Well, much excitement last night as “my” book from the shortlist for the Wolfson History Prize only went and won it! I reviewed David Abulafia’s “The Boundless Sea”, which is a history of the oceans from prehistory until 2000 earlier in the month for the blog tour, and I also wrote a slightly different review for it for Shiny New Books which was published last week. In that review, I dared to say

I felt it was a strong contender, in terms of the depth and breadth of the scholarship and research, and the global reach of the descriptions.

which I don’t think I dared to say in my review on this blog. I was very taken with it, though, and really appreciated its purposeful concentration on other than European sailors, traders and adventurers, the intelligent appraisal of the role of the slave trade in world economics and history, while unequivocally decrying it, and the repeated insistence that coming across a land that is already inhabited does not constitute “discovering” it. A good counter to previous narratives, then, as well as a great book in itself.

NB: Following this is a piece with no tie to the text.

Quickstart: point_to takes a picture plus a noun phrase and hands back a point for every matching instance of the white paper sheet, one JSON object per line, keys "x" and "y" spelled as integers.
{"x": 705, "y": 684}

Do please pop across to read my review on Shiny New Books here, and you can read the announcement about it winning the Wolfson History Prize here.

Thank you again to the Wolfson Prize people and Midas PR for providing me with a digital copy to read in return for an honest review.

When I review a book for Shiny New Books, I don’t always review it here, too, although my kind editors never mind if I do. I have another review in Shiny today that you haven’t read about first on here, this time for a rather different book, “Home Computers: 100 Icons that Defined a Digital Generation” by Alex Wiltshire and John Short. We read about 100 computers used in offices as well as the home, but mainly the home:

While the first two are early kits, the rest are machines you could buy and take home, dated from the 1960s to the early 1990s, with one leap forward to compare the design features of the Apple iMac with the sometimes highly utilitarian beige boxes that came before it. Each computer has at least one double-page spread, with details of the manufacturer, date, country of origin and some technical information, lovely colour photos and text explaining the machine and its inventors/designers. Some major pieces like the Spectrum have a larger section, and there are also great photos of the handbooks and ephemeral pieces that came with the machines, which can give a thrill of recognition after all these years.

As you might gather from the end of the review on Shiny New Books (which you can read here), my husband Matthew has been reading it too and has got more and different things out of it than I do, as he knows many more of the computers.

Thank you to Thames & Hudson for sending me this book in return for an honest review.